Do Search Stats Dictate Your Agenda?

The latest trend in perfecting “the message” in the internet age has been to optimize content for search engine indexing, aggregation, and delivery through the voodoo of search engine optimization – SEO. Let me be plain: I think most sites and web services are spending too much time worrying about what the Google crawler sees. I can hear every one of you website statisticians howling at me right now. “We get so much traffic from Google results, it just doesn’t compare to direct hits.” I know, I know, and I’m not suggesting that we bury our heads in the sand and ignore those numbers. Instead, I think most site administrators are aiming their efforts at reaching the 10-yard line, instead of the end zone. Walk with me… Off the top of your head, what do you think are the most important things to include on a site that will improve your SEO? If content wasn’t the first or most emphatic idea you had, you’re doing it wrong. Under Google’s own Webmaster Guidelines, the following appears as the third bullet in the “Design and content guidelines” section, after emphasizing internal linking and site map submission.
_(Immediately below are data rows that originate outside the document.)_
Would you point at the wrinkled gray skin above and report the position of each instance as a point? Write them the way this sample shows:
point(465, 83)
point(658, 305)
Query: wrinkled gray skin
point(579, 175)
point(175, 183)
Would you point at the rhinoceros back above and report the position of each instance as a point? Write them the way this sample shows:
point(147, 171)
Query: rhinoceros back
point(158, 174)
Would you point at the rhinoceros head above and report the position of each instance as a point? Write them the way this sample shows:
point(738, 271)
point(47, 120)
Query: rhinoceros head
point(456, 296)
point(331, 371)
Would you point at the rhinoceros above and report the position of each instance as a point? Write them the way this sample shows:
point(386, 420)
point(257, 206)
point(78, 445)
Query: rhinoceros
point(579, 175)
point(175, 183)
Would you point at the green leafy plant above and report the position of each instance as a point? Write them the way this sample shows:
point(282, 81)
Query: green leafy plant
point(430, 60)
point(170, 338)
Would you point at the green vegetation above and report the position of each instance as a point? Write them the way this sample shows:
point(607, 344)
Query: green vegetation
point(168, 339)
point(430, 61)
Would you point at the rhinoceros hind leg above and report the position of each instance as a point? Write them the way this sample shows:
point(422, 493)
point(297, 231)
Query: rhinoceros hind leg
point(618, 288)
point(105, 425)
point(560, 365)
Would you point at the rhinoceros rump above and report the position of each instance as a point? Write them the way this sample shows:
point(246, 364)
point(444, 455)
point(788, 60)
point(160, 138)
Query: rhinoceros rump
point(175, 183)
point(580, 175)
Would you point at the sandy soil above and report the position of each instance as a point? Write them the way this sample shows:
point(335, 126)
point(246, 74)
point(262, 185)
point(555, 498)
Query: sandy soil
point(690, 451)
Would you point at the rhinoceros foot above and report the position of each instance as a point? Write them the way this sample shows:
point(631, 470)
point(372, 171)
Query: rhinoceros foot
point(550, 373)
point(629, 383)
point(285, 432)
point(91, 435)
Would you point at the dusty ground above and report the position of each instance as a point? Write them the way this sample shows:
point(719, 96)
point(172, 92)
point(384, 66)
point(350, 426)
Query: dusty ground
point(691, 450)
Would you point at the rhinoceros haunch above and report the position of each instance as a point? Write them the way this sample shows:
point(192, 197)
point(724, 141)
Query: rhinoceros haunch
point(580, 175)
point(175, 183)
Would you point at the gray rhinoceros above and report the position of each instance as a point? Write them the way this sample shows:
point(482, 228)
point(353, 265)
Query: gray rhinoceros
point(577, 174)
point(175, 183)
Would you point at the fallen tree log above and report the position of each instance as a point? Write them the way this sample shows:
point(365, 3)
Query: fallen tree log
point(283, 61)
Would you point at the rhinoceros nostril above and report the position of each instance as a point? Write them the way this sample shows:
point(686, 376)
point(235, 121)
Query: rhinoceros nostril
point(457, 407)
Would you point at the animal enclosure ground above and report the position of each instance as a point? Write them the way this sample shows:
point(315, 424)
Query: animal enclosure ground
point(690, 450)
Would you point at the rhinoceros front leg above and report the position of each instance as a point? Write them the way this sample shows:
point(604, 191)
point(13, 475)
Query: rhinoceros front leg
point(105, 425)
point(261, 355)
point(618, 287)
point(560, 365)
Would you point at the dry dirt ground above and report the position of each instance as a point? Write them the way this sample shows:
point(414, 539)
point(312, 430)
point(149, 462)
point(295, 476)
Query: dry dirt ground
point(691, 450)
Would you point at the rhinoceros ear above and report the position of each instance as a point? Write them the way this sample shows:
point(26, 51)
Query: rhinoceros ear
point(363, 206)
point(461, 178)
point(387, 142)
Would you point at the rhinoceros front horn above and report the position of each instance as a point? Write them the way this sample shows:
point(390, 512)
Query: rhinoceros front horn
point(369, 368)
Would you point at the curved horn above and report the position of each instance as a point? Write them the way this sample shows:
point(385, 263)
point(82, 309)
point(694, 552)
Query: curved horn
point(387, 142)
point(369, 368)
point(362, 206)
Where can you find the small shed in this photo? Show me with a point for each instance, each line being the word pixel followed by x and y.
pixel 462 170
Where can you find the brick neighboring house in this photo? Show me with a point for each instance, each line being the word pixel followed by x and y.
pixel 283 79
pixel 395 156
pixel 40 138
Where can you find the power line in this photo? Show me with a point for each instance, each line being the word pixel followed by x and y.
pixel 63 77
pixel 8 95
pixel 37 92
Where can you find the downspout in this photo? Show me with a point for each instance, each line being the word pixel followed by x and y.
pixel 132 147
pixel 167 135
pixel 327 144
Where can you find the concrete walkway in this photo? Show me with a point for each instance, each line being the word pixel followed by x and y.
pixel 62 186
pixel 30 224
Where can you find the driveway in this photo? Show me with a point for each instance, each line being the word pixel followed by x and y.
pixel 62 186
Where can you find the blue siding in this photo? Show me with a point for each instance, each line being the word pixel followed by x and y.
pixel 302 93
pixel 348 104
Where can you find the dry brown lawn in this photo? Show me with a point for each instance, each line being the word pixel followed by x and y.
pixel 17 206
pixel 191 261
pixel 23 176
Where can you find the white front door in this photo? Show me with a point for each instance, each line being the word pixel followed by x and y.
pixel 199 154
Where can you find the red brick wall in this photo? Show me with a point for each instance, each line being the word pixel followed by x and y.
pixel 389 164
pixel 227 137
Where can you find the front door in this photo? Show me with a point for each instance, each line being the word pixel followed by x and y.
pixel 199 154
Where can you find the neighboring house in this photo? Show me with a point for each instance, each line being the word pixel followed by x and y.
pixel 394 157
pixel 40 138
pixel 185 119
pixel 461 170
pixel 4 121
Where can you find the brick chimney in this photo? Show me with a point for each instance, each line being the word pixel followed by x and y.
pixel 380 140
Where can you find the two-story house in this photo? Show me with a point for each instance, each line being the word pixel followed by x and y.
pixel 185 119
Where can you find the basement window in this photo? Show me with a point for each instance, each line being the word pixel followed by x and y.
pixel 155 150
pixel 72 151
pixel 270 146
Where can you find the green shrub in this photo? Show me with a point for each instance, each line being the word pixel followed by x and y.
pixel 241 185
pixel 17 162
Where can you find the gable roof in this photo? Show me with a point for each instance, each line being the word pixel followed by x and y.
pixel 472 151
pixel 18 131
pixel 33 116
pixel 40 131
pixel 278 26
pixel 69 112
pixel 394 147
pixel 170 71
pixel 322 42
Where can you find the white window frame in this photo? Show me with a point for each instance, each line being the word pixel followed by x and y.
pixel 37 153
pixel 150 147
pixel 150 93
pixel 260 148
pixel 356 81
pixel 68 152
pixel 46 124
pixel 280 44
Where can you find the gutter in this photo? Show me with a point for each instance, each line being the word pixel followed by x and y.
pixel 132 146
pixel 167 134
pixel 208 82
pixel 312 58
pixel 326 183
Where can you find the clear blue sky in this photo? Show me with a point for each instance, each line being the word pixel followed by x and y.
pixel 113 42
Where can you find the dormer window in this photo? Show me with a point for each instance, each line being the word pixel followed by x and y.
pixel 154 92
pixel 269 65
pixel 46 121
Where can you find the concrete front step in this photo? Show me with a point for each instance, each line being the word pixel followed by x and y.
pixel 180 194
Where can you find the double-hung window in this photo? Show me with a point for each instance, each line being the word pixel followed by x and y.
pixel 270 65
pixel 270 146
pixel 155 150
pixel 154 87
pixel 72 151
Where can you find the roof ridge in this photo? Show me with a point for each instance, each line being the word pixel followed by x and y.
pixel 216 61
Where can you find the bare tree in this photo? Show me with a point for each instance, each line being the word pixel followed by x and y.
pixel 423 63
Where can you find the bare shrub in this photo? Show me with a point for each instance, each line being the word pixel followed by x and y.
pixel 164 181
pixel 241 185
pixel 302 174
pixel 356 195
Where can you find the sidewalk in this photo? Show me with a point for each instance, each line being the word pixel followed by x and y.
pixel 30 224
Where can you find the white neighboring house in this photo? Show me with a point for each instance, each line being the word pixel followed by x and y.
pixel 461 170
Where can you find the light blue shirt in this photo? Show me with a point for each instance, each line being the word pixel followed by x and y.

Create a useful, information-rich site, and write pages that clearly and accurately describe your content.

Keep in mind that the focus of the page is on how to build crawler friendly pages. The “Quality guidelines” are even better. Here Google is pushing the need to avoid the blacker arts of SEO voodoo, such as link schemes, but here’s how they start…

Make pages for users, not for search engines. Don’t deceive your users or present different content to search engines than you display to users, which is commonly referred to as “cloaking.” Avoid tricks intended to improve search engine rankings. A good rule of thumb is whether you’d feel comfortable explaining what you’ve done to a website that competes with you. Another useful test is to ask, “Does this help my users? Would I do this if search engines didn’t exist?”

Seeing the pattern? Even when the king of search engines is focused on talking SEO, they talk early and often about the importance of building a positive, informative user experience. Sure there are other tasks you need to do in order to get properly listed—meta tags, submit your site for searching, build a sitemap, etc.—but you’ll see the best results by building a library of good content. However, note that I said “primary focus;” You are seeing a significant influx of users from searches, after all, so I’m not suggesting that you leave them out in the cold. Just keep in mind that at the end of the search is a real person, who wants to see real content.**

** Good content equals users, equals links, equals page rank, and the numbers should ideally help you identify hot spots and weak points in your digital library. To place your primary focus on anything else is rolling the dice on what Google and other search engines think of your stuff. That may get users to the site, but it won’t keep them there. I say all this because the negative effects of misplaced emphasis run deep on a lot of sites. Placing time and energy onto a search crawler’s keyword hits detracts from your efforts to enrich your visitors’ experience. It’s a 1:1 inverse relationship, and applies to every site regardless of staff size… * Did you put a designer or developer in charge of your SEO effort? Fairly obvious time-share problem there. * Oh, you went all out and hired someone explicitly for SEO purposes? How about hiring someone to write more content instead, or even gasp! another developer? Lord knows there’s always plenty to do, and never enough developers on staff to do it (at least that’s been my experience; if a developer is reading this because his/her plate is clear right now, please drop me a line informing me where I can submit a resume). * If you have gobs of money and can hire all the staff you need, I suggest you ask your developers and designers how much time a week that SEO person (or people, ick…) saps away from tangible site development.

Regardless of your SEO approach, I can promise you that any excessive attention to it is detracting in some real way from what should be your true goal: delivering an ever-better experience, leaving your users more satisfied with each return visit.